También pasó por allí y posó para ellos un músico callejero con atuendo hippy. Con esa mirada que tienen los jesucristos de las películas, el músico aguantaba estoico, con un cigarrillo rubio apagado y una guitarra enfundada, la intimidación de las 14 cámaras que disparaban como metralletas. Llegó su colega, con pinta más hippy pero menos mística, y posaron en pareja, encantados todos.Allí cayó hasta el apuntador. Schommer retó a los periodistas a batirse en duelo fotográfico con los de su banda, agrupados frente a frente, y debió quedar una imagen "maravillosa, estupenda, una de las mejores", según juzgó el maestro. Despejaron los periodistas el fondo gris y se plantó, sin que nadie se lo pidiera, un joven tatuado con serpientes y tocado con una gorra de béisbol. El espontáneo de habla cheli advertía mientras posaba con coqueto descaro: "Eh, vosotros, si hago algo raro, me lo decís ¿eh?".

El cantautor Ricardo Solfa pasaba por allí y quedó también inmortalizado. Los pupilos mantenían las distancias en el cuerpo a cuerpo con el poeta-cantante, aunque le traicionaran a sabiendas con un zoom que pegaba una cara con otra -cosas de la óptica- Pero Schommer plantó su insolente Nikon F 4 a un palmo de las supermiopes gafas de Solfa, se torció como un jorobado y empezó a disparar sin tregua. "Gira la cabeza un poco, un poquito a la derecha, ¡así, así!", precisaba al músico. Y Solfa, que miraba desafiante al objetivo, sucumbía en cambio a la hipnosis del fotógrafo como quien se sabe en buenas manos.

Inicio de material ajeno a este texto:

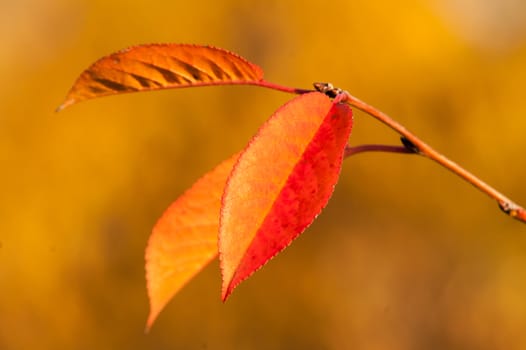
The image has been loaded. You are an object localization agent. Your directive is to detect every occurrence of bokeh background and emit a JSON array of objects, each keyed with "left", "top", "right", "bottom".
[{"left": 2, "top": 0, "right": 526, "bottom": 349}]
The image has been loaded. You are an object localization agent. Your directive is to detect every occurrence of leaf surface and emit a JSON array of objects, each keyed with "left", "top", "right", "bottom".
[
  {"left": 145, "top": 153, "right": 239, "bottom": 330},
  {"left": 58, "top": 44, "right": 264, "bottom": 110},
  {"left": 219, "top": 92, "right": 353, "bottom": 300}
]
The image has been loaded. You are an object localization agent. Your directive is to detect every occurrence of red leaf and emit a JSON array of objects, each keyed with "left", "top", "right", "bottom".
[
  {"left": 58, "top": 44, "right": 264, "bottom": 110},
  {"left": 145, "top": 153, "right": 239, "bottom": 331},
  {"left": 219, "top": 92, "right": 353, "bottom": 300}
]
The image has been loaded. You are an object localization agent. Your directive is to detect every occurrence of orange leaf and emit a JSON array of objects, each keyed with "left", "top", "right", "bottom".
[
  {"left": 219, "top": 92, "right": 353, "bottom": 300},
  {"left": 145, "top": 153, "right": 239, "bottom": 331},
  {"left": 58, "top": 44, "right": 264, "bottom": 110}
]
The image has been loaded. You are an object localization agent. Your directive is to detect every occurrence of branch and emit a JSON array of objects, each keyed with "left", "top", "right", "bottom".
[{"left": 314, "top": 83, "right": 525, "bottom": 224}]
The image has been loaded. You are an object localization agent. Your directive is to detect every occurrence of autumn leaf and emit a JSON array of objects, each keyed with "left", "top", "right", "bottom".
[
  {"left": 58, "top": 44, "right": 264, "bottom": 110},
  {"left": 219, "top": 92, "right": 353, "bottom": 300},
  {"left": 145, "top": 153, "right": 239, "bottom": 331}
]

Schommer estaba eufórico, dando órdenes continuamente para que mantuvieran tenso el lienzo gris y reclutando entre los paseantes al variopinto ejército que desfiló ante las cámaras. Seducía a la gente para que, en plena Puerta del Sol, y frente a 14 objetivos y un grupo de periodistas y cámaras de televisión, posaran descarados, o tímidos, o sexys, según fuera cada cual. A la media hora de estar allí -a eso de las cinco de la tarde- ya había desterrado Schommer sus temores: los paseantes respondían encantados a su juego.